Ash escuchó las palabras de Stuart sin mover un músculo ni hacer el menor comentario. Nada de lo que decía éste parecía causarle asombro o indignación. Yuri casi sonrió ante esa sencillez que ya había observado en Ash en el hotel Claridge's, cuando se conocieron.
-Puede que otro en mi lugar no hubiera creído a Tessa -dijo Gordon-, pero yo reconocí las palabras en gaélico, en inglés antiguo y en latín que solía em­plear, y cuando leí una vez unas palabras que había escrito según la grafía rúnica, comprendí que decía la verdad.
-Supongo que no se lo dirías a nadie -dijo Ro­wan con frialdad, como si quisiera sofocar la desbor­dante emoción que embargaba a Stuart y obligarlo así a centrarse en el tema que les ocupaba.

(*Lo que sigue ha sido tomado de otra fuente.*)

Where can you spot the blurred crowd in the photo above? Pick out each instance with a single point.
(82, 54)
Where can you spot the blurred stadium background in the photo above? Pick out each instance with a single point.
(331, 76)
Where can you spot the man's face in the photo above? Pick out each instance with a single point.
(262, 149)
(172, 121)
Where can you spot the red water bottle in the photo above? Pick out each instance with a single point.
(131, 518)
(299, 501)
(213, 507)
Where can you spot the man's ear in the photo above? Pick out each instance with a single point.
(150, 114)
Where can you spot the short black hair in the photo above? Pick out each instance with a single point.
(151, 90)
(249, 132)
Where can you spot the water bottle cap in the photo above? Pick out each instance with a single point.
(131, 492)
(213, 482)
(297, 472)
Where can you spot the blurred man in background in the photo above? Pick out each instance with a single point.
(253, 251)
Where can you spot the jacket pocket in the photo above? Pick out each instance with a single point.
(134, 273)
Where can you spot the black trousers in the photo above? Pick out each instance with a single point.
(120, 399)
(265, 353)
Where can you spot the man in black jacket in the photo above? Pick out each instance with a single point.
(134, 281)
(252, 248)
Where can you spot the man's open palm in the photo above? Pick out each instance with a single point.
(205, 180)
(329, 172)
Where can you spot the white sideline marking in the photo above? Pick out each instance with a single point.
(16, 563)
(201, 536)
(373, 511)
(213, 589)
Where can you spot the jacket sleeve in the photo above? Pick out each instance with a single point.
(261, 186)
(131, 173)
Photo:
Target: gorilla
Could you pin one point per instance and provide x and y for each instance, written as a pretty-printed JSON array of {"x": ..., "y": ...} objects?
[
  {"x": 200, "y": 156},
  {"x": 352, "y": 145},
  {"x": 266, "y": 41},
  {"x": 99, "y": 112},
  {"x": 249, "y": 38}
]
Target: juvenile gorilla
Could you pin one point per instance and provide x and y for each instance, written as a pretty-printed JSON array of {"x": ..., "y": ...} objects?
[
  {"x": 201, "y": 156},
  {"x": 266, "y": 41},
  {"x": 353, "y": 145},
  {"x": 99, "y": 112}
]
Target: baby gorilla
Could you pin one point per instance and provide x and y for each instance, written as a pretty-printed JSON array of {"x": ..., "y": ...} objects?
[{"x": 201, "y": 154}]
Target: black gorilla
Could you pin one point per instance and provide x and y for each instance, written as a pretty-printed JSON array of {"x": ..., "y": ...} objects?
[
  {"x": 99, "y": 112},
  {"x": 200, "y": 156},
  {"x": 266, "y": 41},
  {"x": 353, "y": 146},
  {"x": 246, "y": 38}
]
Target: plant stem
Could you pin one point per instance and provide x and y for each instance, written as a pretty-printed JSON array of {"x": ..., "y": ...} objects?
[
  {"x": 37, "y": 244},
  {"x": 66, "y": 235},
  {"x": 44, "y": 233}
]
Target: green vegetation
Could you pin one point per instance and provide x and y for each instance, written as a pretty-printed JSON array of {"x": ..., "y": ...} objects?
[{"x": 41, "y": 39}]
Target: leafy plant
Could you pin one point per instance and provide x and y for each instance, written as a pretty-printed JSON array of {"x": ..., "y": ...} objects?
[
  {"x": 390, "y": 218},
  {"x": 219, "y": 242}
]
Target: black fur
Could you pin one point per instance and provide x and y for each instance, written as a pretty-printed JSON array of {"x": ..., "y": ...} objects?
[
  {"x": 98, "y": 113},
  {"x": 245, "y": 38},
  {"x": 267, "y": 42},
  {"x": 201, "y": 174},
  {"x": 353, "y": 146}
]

-Naturalmente. Aunque me sentí tentado de con­társelo a Aaron. A medida que Tessa iba perdiendo su timidez, me hablaba sobre las tierras altas de Escocia, los primitivos ritos y costumbres célticos, sus santos e incluso de su iglesia.
»Supongo que sabréis que en aquellos tiempos nues­tra iglesia en Inglaterra era céltica, britana o como que­ráis llamarla, y que había sido fundada por los pro­pios Apóstoles, los cuales se habían desplazado de Jerusalén a Glastonbury. No manteníamos ninguna re­lación con Roma. Fueron el papa Gregorio y su com­pinche, san Agustín, quienes implantaron la Iglesia Ro­mana en Inglaterra.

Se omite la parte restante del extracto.